À Libreville, l’image est devenue aussi banale qu’exaspérante : des bacs à ordures flirte avec des caniveaux à ciel ouvert. Dans plusieurs quartiers de la capitale, le dispositif de collecte de la société Clean Africa est aujourd’hui sur la sellette. Lorsque ces conteneurs débordent, leur contenu — et parfois le bac lui-même — finit sa course dans les canalisations, obstruant l’évacuation des eaux. Un scénario catastrophe alors que la saison des pluies menace de transformer les artères de la ville en véritables torrents de détritus.Le dialogue de sourds entre les acteurs du ramassage et les autorités municipales exaspère une population prise en étau.

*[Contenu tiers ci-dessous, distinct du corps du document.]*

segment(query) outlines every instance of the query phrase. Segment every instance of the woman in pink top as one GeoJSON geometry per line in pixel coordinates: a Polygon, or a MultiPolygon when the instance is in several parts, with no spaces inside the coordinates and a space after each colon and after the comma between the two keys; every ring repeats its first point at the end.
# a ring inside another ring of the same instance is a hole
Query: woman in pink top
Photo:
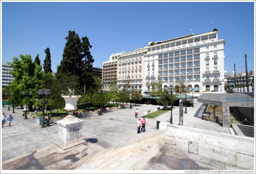
{"type": "Polygon", "coordinates": [[[141,125],[142,127],[141,130],[142,130],[143,129],[143,132],[145,133],[145,126],[146,126],[146,120],[145,119],[145,117],[143,117],[143,119],[141,120],[141,125]]]}

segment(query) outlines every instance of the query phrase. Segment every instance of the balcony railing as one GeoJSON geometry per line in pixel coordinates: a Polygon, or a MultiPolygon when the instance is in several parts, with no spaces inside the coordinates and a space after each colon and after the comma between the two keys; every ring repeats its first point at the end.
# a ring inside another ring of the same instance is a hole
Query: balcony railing
{"type": "Polygon", "coordinates": [[[216,38],[216,36],[211,36],[211,37],[209,37],[209,39],[212,39],[212,38],[216,38]]]}

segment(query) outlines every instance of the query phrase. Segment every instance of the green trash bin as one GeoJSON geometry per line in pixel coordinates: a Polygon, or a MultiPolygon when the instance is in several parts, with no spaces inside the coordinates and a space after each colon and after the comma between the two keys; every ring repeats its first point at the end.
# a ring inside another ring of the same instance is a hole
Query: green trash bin
{"type": "Polygon", "coordinates": [[[161,122],[160,121],[156,121],[156,129],[159,129],[159,123],[160,122],[161,122]]]}
{"type": "Polygon", "coordinates": [[[45,120],[45,126],[46,127],[50,126],[50,120],[45,120]]]}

Sur le terrain, les agents de Clean Africa dégagent souvent toute responsabilité, arguant que le curage des caniveaux relève de la compétence exclusive de la mairie. Pendant que les administrations se renvoient la balle sur le partage des tâches, les riverains, eux, assistent impuissants à la dégradation de leur cadre de vie. La question qui brûle toutes les lèvres reste la même : à qui profite cette inertie alors que les dégâts matériels sont imminents ?Au-delà de la simple gestion des déchets, c’est l’absence d’aménagement urbain concerté qui est pointée du doigt. Pour de nombreux observateurs, l’installation de bacs à même la chaussée, sur des routes déjà exiguës, relève d’un manque criant de planification. « Pourquoi ne pas avoir cassé un talus ou construit une zone de déchet spécifique ? » s’interrogent les usagers. Cette absence de « façades » dédiées au stockage des immondices force les bacs à empiéter sur la voie publique, créant au passage d’importants goulots d’étranglement pour le trafic urbain.L’urgence commande aujourd’hui à Clean Africa et aux municipalités de repenser totalement le dispositif de collecte. Le simple dépôt de bennes sur le bitume ne peut plus tenir lieu de politique de salubrité publique dans une métropole moderne.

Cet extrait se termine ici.